Pakistan, no stranger to terror attacks, has just witnessed yet another particularly ghastly one in Lahore. There might be, as someone said, a peculiar place reserved in hell for those who deliberately target women and children, even in acute conflict situations. And Tehreek e Taliban Pakistan (TTP) terrorists seem to have made a habitual practice of that hell-inducing perversity. The immediate aftermath seems to be that the army has announced the start of an operation against terror groups and their networks in Punjab. This, actually, displays some of the problems of dealing with militancy and extremism in Pakistan. Under the National Action Plan, formulated after the terrible attack on the Army Public School in Peshawar, it was envisaged that a comprehensive (including socio-economic aspects) campaign would be conducted against extremism. Yet, due to reasons of political expediency, for example because Punjab remains the bastion of the Nawaz Sharif led Muslim League, this area was left largely untouched even as massive, and quite successful, campaigns were carried out in the Tribal Areas. The utterly wrong sort of political patronage, in short, coupled with an unreformed polity, has greatly added to Pakistan’s problems.
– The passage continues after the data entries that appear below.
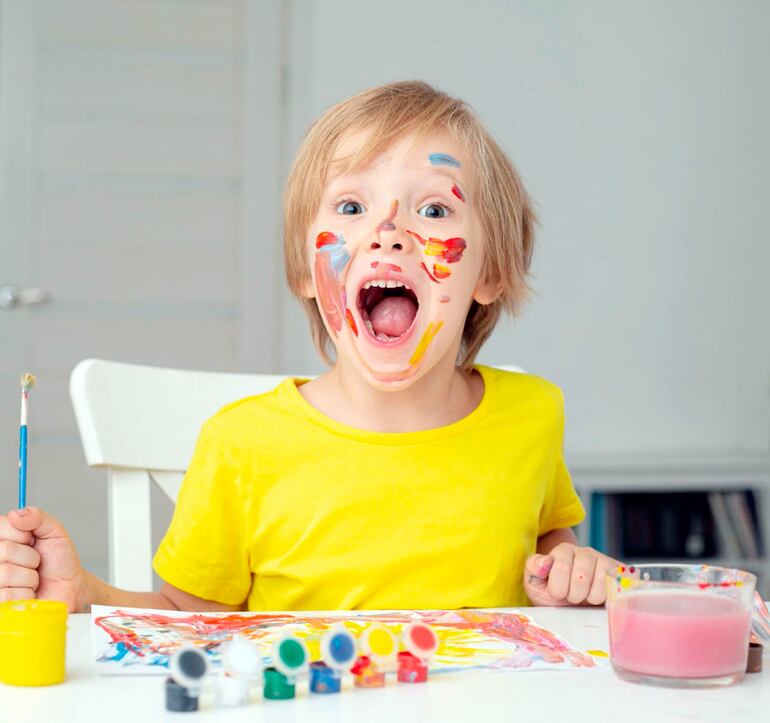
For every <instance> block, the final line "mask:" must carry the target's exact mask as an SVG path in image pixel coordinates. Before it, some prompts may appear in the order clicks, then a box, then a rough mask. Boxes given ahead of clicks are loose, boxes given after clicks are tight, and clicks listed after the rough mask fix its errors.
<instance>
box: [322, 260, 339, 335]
mask: <svg viewBox="0 0 770 723" xmlns="http://www.w3.org/2000/svg"><path fill="white" fill-rule="evenodd" d="M315 283H316V288H317V289H318V302H319V304H320V306H321V310H322V311H323V313H324V316H326V321H327V322H328V324H329V326H330V327H331V329H332V331H333V332H334V333H335V336H336V335H337V334H339V333H340V330H341V329H342V317H343V315H344V311H343V309H344V308H345V292H344V291H343V290H342V289H341V288H340V284H339V281H338V280H337V274H336V273H335V271H334V267H333V266H332V262H331V259H330V258H329V254H328V253H326V252H325V251H323V252H320V253H317V254H316V256H315Z"/></svg>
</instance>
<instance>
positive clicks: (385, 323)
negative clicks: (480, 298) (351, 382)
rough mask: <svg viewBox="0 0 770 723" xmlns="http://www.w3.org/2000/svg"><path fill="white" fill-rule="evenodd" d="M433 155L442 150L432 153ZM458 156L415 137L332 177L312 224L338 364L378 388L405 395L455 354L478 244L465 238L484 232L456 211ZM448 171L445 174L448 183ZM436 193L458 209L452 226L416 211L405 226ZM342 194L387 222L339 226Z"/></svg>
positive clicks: (308, 248)
mask: <svg viewBox="0 0 770 723" xmlns="http://www.w3.org/2000/svg"><path fill="white" fill-rule="evenodd" d="M348 145H349V146H351V148H348ZM348 145H344V144H343V147H342V148H341V150H340V153H339V155H340V157H341V158H344V157H346V155H347V153H348V151H349V150H352V151H354V150H355V148H354V147H353V146H355V142H351V143H350V144H348ZM437 147H438V148H444V149H445V151H446V152H444V153H431V150H432V149H434V148H437ZM455 149H456V144H455V143H454V142H453V141H452V139H451V138H448V137H447V136H445V135H444V134H437V135H436V136H435V137H434V138H433V139H429V140H420V141H419V142H418V143H417V144H415V143H414V138H412V137H405V138H403V139H402V140H399V141H397V142H396V143H395V144H394V145H393V146H392V147H391V148H390V149H388V150H386V151H385V152H384V153H383V155H382V156H380V157H379V158H378V159H376V161H373V162H372V164H371V166H367V167H366V168H363V169H361V170H360V171H359V172H357V173H356V174H355V175H354V174H351V176H350V177H349V178H345V176H346V173H342V174H341V176H339V177H332V178H331V179H330V184H333V187H332V188H330V189H329V190H328V191H327V196H328V203H326V201H324V203H323V204H322V206H321V210H320V211H319V212H318V215H317V217H316V219H315V220H314V221H313V222H312V224H311V226H310V228H311V235H310V237H309V239H308V241H309V243H308V246H309V248H308V251H309V253H310V258H311V259H312V263H314V264H315V271H314V278H313V280H314V281H315V287H316V288H315V297H316V300H317V303H318V307H319V309H320V311H321V315H322V317H323V320H324V324H325V325H326V327H327V329H328V331H329V334H330V335H331V337H332V341H333V342H334V344H335V346H336V348H337V359H338V360H339V361H342V360H344V361H345V362H346V363H347V365H348V368H351V369H357V370H358V371H359V372H360V374H361V375H362V377H363V378H365V379H367V380H368V381H369V383H370V384H371V385H372V386H374V387H376V388H378V389H381V390H396V389H400V388H405V387H407V386H409V384H411V382H412V381H413V380H414V379H417V378H420V377H421V376H422V375H424V374H426V373H430V370H431V369H432V367H433V366H434V365H435V364H436V362H437V361H438V360H439V359H442V358H444V356H445V355H447V354H454V353H455V352H454V351H453V350H454V347H455V345H456V344H457V339H458V338H459V336H460V334H461V332H462V328H463V324H464V321H465V316H466V314H467V308H468V305H467V304H466V301H468V302H469V301H470V299H471V298H473V295H474V293H475V288H476V284H477V282H478V279H479V273H480V269H481V262H482V244H481V243H476V242H475V241H474V243H470V242H467V243H466V240H465V239H468V238H473V239H475V238H476V237H477V236H479V235H480V231H481V229H480V228H479V221H478V218H477V216H476V215H475V212H474V211H473V210H472V207H471V205H468V206H467V207H466V206H464V205H463V203H464V202H465V195H464V191H465V184H466V183H467V181H468V179H466V178H465V177H464V175H463V172H462V170H461V169H460V168H459V167H460V161H459V160H458V159H463V156H462V155H461V151H460V150H459V149H458V150H455ZM426 161H428V162H427V163H426ZM462 165H463V166H465V165H467V163H466V162H465V161H464V160H463V162H462ZM439 167H442V168H439ZM447 167H452V173H451V178H450V180H449V181H448V182H447V174H446V170H445V169H446V168H447ZM341 179H344V180H341ZM343 186H346V188H342V187H343ZM441 188H443V189H444V190H443V195H444V196H445V197H446V196H448V197H450V198H451V197H454V198H456V199H459V200H460V201H461V202H463V203H460V204H459V205H458V206H457V207H455V212H456V213H455V214H453V217H452V218H451V219H449V220H445V221H443V222H441V223H437V222H436V221H435V220H434V219H432V218H429V217H427V216H425V217H424V216H422V212H420V213H419V217H418V215H417V213H416V212H415V213H414V220H410V221H408V222H407V221H406V218H407V217H408V218H410V219H411V218H412V214H413V211H414V209H411V208H410V209H409V210H408V212H407V207H406V206H404V203H407V199H416V198H417V197H418V196H420V197H425V198H427V197H428V196H431V195H433V194H435V193H437V191H436V189H441ZM450 189H452V190H451V192H450ZM438 193H442V192H440V191H438ZM341 194H356V195H363V196H364V197H366V198H368V199H369V200H370V202H371V203H373V204H376V207H377V208H379V209H382V208H383V207H384V208H385V209H387V215H386V216H384V217H383V216H382V215H380V213H381V211H380V212H379V213H378V214H377V215H373V214H366V213H364V214H362V215H359V216H351V217H345V218H344V220H342V221H340V217H339V215H338V213H337V206H338V203H336V202H335V199H337V198H338V197H342V195H341ZM420 200H422V198H421V199H420ZM340 210H341V209H340ZM402 214H403V215H404V216H405V218H404V223H402V222H401V220H402ZM337 222H339V223H344V224H345V226H344V228H342V227H338V226H337V225H335V224H336V223H337ZM407 223H408V224H410V225H411V224H414V225H413V226H412V228H413V229H414V231H408V230H407V227H406V226H405V225H404V224H407ZM325 229H335V232H331V231H329V230H325ZM336 230H341V231H342V233H343V234H344V236H345V239H344V240H343V239H342V238H341V236H339V235H338V233H336ZM436 234H445V236H446V237H448V238H445V237H444V236H441V237H436ZM314 244H315V246H314ZM466 246H467V248H466ZM313 254H315V258H313ZM460 261H462V263H459V262H460ZM426 277H427V278H426ZM392 282H395V283H392ZM439 285H442V288H441V289H439V288H438V286H439ZM404 287H405V288H404ZM450 297H451V301H452V302H453V303H451V304H450V303H448V302H449V301H450ZM348 301H349V302H350V306H348V305H347V302H348ZM348 330H349V331H350V333H347V332H348ZM440 332H443V333H440Z"/></svg>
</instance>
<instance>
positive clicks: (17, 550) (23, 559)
mask: <svg viewBox="0 0 770 723" xmlns="http://www.w3.org/2000/svg"><path fill="white" fill-rule="evenodd" d="M3 563H11V564H13V565H18V566H19V567H29V568H31V569H33V570H36V569H37V568H38V566H39V565H40V553H39V552H38V551H37V550H36V549H35V548H34V547H30V546H29V545H21V544H19V543H18V542H11V541H10V540H0V565H1V564H3Z"/></svg>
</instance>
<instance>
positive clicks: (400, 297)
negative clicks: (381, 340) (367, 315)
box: [369, 296, 417, 336]
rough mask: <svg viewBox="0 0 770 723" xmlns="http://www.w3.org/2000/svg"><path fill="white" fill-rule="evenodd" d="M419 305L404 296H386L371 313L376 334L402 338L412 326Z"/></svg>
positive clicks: (369, 314) (372, 320)
mask: <svg viewBox="0 0 770 723" xmlns="http://www.w3.org/2000/svg"><path fill="white" fill-rule="evenodd" d="M415 314H417V305H416V304H415V303H414V301H412V299H408V298H406V297H404V296H386V297H385V298H384V299H383V300H382V301H381V302H380V303H379V304H377V306H375V307H374V308H373V309H372V310H371V311H370V312H369V319H370V321H371V322H372V329H374V333H375V334H387V335H388V336H401V334H403V333H404V332H405V331H406V330H407V329H408V328H409V327H410V326H411V324H412V321H413V320H414V317H415Z"/></svg>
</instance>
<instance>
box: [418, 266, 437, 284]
mask: <svg viewBox="0 0 770 723" xmlns="http://www.w3.org/2000/svg"><path fill="white" fill-rule="evenodd" d="M420 268H421V269H422V270H423V271H424V272H425V273H426V274H428V278H429V279H430V280H431V281H432V282H433V283H434V284H438V283H440V282H439V281H438V280H437V279H435V278H434V277H433V274H431V272H430V271H428V267H427V266H426V265H425V262H424V261H420Z"/></svg>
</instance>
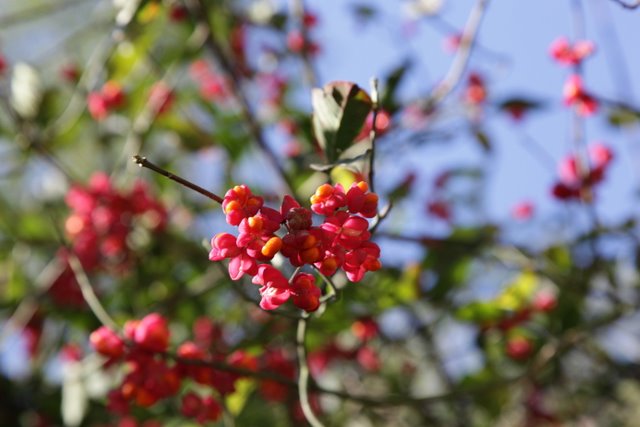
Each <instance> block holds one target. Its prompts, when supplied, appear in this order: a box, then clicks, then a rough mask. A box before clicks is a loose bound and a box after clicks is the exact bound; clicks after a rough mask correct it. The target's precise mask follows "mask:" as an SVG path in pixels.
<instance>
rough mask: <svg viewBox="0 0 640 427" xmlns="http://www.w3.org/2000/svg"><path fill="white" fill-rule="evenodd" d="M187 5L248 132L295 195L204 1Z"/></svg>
mask: <svg viewBox="0 0 640 427" xmlns="http://www.w3.org/2000/svg"><path fill="white" fill-rule="evenodd" d="M187 6H188V8H189V10H190V12H191V14H192V16H193V18H194V20H195V21H196V23H198V24H200V25H201V26H202V27H204V28H207V29H208V31H207V35H206V39H205V46H206V47H207V48H208V49H209V51H210V52H211V53H212V54H213V56H214V58H215V59H216V61H217V62H218V64H219V65H220V67H221V68H222V70H223V71H224V73H225V74H226V77H227V78H228V80H229V84H230V86H231V87H230V89H231V91H232V92H233V93H234V94H235V97H236V98H237V100H238V103H239V104H240V110H241V113H242V116H243V118H244V120H245V121H246V123H247V125H248V127H249V132H250V134H251V136H252V137H253V138H254V139H255V141H256V143H257V144H258V147H259V148H260V150H262V152H263V153H264V154H265V156H267V158H268V159H269V161H270V162H271V164H272V165H273V167H274V168H275V169H276V170H277V172H278V174H279V175H280V176H281V177H282V179H283V181H284V182H285V184H286V186H287V189H288V191H289V192H290V193H291V194H294V195H295V190H294V188H295V187H294V185H293V181H292V180H291V178H289V176H288V175H287V173H286V172H285V170H284V168H283V167H282V165H281V164H280V161H279V159H278V157H277V156H276V154H275V153H274V152H273V151H272V150H271V148H270V147H269V144H267V141H266V139H265V137H264V133H263V131H262V127H261V125H260V123H258V120H257V119H256V117H255V115H254V113H253V111H252V109H251V105H250V104H249V100H248V98H247V96H246V94H245V93H244V90H243V89H242V82H241V80H240V73H238V71H237V69H236V67H234V65H233V64H232V63H231V61H230V60H229V59H228V58H227V56H226V55H225V52H224V50H223V49H222V46H220V44H219V43H218V41H217V40H216V39H215V37H214V35H213V28H212V27H211V24H210V21H209V11H208V9H207V7H206V5H205V2H204V1H203V0H191V1H188V2H187Z"/></svg>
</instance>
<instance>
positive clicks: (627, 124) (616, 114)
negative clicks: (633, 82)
mask: <svg viewBox="0 0 640 427" xmlns="http://www.w3.org/2000/svg"><path fill="white" fill-rule="evenodd" d="M607 120H608V121H609V124H610V125H612V126H616V127H622V126H626V125H630V124H633V123H637V122H638V121H640V111H637V110H634V109H632V108H629V107H626V106H624V105H620V106H616V107H615V108H612V109H611V111H610V112H609V114H608V116H607Z"/></svg>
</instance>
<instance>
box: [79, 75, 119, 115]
mask: <svg viewBox="0 0 640 427" xmlns="http://www.w3.org/2000/svg"><path fill="white" fill-rule="evenodd" d="M125 102H126V96H125V93H124V90H123V89H122V86H121V85H120V83H118V82H115V81H113V80H109V81H108V82H106V83H105V84H104V85H103V86H102V88H101V89H100V90H99V91H93V92H90V93H89V95H88V96H87V108H88V109H89V114H91V116H92V117H93V118H94V119H96V120H98V121H100V120H104V119H106V118H107V116H108V115H109V113H110V112H111V111H113V110H115V109H117V108H120V107H122V106H123V105H124V104H125Z"/></svg>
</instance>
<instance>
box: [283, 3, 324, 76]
mask: <svg viewBox="0 0 640 427" xmlns="http://www.w3.org/2000/svg"><path fill="white" fill-rule="evenodd" d="M289 13H290V14H291V15H292V16H293V17H294V18H295V19H296V21H297V23H298V25H299V26H300V34H301V35H302V40H304V43H305V46H306V44H307V43H308V42H309V31H308V28H307V26H306V25H305V24H304V15H305V6H304V0H290V2H289ZM300 56H301V57H302V65H303V66H304V73H305V79H306V80H307V83H308V84H309V86H311V87H315V86H317V85H318V80H319V79H318V72H317V70H316V69H315V68H314V66H313V62H312V61H311V56H310V55H309V51H308V49H306V47H305V48H303V49H302V52H300Z"/></svg>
One basic aspect of the unreformed polity, even as forms of democracy and rule of law take root, is the feudal nature of Pakistan’s politics. When something as medieval as feudalism continues to thrive, law and justice become an immediate casualty. The dispossessed and marginalised, then become targets for movements like the TTP, which hold out the promise of effective justice as part of their campaign against the status quo. It is, it must be remembered, the retreat of the state from vast swathes and sections that enables the extremists to wade in and claim to be agents of social justice and change. This aspect will take time to reform, as the middle and lower classes gain ascendancy, with their attendant claims on basic forms of systemic governance and justice, democratic politics in Pakistan will effect a wider change. Military might alone simply cannot effectively deal with deep issues of deprivation and extremism.
Sure, terrorists striking at children also underlines the desperate attempt to cause as much trauma as possible; but that also means an inability to hit anything but the softest targets. But that, again, is looking at things militarily. Despite the success of the campaign in the Tribal Areas, and the decidedly lower levels of violence, it is Pakistani politics that must reform for this war to be won.